Secondo le ultime stime di Federalberghi, in Sicilia esistono 5mila strutture non dichiarate, per un totale di cinquantamila camere. Questa legge dovrebbe dividere le strutture in 17 tipi: i bed and breakfast, ad esempio, non possono avere più di tre camere e 12 posti letto, devono ovviamente offrire la prima colazione e devono essere ricavati nell’abitazione occupata dal gestore. Insomma, il B&B non può esistere se non nella casa in cui la persona abita. Lo stesso vale per le altre tipologie: gli affittacamere possono avere un massimo di sei stanze e 18 posti letto divisi in non più di due appartamenti, le case per ferie devono essere gestite senza scopo di lucro e possono ospitare persone per non meno di 7 notti e non più di tre mesi.

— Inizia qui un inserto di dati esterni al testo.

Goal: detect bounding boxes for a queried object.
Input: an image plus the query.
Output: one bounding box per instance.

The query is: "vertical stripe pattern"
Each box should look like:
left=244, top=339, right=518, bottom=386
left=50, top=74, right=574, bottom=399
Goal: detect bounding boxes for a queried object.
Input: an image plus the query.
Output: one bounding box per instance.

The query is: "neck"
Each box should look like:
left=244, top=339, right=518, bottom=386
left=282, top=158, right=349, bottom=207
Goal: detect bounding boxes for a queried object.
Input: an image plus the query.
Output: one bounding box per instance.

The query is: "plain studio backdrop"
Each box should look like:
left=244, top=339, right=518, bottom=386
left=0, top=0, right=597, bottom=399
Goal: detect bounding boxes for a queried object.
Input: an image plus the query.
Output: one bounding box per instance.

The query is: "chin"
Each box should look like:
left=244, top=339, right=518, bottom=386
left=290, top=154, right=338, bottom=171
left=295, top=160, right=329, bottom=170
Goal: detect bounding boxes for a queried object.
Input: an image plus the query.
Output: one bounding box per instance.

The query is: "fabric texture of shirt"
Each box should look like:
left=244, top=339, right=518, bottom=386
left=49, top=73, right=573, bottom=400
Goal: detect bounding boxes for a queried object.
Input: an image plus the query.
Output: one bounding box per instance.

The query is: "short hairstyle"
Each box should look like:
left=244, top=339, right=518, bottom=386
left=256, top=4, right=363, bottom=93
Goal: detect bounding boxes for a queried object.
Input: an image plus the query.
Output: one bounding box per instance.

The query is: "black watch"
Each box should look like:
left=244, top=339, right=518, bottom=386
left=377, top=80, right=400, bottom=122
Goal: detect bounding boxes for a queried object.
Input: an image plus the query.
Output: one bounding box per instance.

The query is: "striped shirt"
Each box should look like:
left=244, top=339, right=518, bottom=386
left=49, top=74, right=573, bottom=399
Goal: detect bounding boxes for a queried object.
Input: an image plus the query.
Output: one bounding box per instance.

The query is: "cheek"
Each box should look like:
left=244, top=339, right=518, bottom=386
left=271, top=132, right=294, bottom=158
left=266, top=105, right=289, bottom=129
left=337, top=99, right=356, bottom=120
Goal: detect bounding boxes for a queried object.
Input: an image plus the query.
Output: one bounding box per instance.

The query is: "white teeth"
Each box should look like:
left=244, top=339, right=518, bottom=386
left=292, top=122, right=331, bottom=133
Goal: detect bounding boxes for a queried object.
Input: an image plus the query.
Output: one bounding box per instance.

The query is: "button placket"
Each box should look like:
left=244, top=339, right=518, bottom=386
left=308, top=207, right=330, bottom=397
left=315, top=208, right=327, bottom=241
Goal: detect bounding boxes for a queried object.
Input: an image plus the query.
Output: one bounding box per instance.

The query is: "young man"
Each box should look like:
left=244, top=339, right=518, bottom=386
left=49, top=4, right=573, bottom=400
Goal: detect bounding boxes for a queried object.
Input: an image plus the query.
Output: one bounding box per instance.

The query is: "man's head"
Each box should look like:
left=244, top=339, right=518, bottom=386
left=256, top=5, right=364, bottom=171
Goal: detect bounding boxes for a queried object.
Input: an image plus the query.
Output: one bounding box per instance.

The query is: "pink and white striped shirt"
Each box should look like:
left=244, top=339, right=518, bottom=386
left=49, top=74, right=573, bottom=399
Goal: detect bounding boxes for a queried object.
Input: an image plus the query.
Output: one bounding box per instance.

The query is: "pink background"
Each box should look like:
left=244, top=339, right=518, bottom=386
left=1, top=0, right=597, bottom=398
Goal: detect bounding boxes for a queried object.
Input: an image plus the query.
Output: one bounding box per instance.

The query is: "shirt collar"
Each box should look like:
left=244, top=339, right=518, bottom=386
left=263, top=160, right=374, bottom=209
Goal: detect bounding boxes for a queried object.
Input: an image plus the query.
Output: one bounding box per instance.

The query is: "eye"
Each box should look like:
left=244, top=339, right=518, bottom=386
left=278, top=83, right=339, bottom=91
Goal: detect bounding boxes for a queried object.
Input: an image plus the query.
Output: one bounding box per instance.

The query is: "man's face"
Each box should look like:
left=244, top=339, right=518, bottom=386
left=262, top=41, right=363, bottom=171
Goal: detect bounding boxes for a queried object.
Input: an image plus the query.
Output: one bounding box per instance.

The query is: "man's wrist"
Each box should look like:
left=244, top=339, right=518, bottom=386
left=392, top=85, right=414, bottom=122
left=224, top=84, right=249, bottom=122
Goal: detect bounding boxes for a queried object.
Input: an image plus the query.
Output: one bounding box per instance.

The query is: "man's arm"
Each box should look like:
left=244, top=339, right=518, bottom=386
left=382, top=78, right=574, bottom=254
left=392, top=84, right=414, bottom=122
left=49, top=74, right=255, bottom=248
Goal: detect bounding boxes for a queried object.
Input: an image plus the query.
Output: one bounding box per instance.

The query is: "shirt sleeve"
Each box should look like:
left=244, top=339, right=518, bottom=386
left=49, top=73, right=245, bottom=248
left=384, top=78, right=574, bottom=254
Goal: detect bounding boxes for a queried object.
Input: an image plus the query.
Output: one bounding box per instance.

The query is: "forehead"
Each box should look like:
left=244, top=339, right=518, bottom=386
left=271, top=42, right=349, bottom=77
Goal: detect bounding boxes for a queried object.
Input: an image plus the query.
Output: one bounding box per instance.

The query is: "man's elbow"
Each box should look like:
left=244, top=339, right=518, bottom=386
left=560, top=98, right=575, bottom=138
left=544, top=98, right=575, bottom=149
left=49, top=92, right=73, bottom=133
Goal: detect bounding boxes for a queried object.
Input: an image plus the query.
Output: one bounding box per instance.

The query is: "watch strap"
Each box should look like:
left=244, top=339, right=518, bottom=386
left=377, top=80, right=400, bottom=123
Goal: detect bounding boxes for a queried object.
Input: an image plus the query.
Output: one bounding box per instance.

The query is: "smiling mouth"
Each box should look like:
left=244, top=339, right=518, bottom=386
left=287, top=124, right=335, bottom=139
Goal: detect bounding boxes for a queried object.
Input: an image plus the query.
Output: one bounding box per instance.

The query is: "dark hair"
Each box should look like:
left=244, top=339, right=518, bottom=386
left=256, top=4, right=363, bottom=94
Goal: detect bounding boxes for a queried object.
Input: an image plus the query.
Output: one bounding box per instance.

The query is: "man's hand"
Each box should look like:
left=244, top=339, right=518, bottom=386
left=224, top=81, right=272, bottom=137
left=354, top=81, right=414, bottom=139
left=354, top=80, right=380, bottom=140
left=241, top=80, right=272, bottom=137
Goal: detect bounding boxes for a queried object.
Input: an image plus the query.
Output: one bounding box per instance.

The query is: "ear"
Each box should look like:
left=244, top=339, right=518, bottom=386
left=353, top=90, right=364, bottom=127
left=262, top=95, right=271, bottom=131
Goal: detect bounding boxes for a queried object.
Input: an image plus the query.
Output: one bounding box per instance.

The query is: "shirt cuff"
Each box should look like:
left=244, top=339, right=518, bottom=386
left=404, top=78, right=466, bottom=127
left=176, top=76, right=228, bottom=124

Altra tipologia: gli ostelli della gioventù. Per queste strutture si prevede l’affitto di singoli letti e non di intere camere e devono avere almeno 25 posti. Nuove regole anche per gli alberghi tradizionali: “Grand hotel” può essere utilizzato solo per i cinque stelle, “Palace hotel” per gli alberghi da almeno 4, “Boutique hotel” per le strutture a 4 o 5 stelle con non più di 30 e non meno di 7 camere. Sono previste sanzioni anche per chi abusa di questi titoli.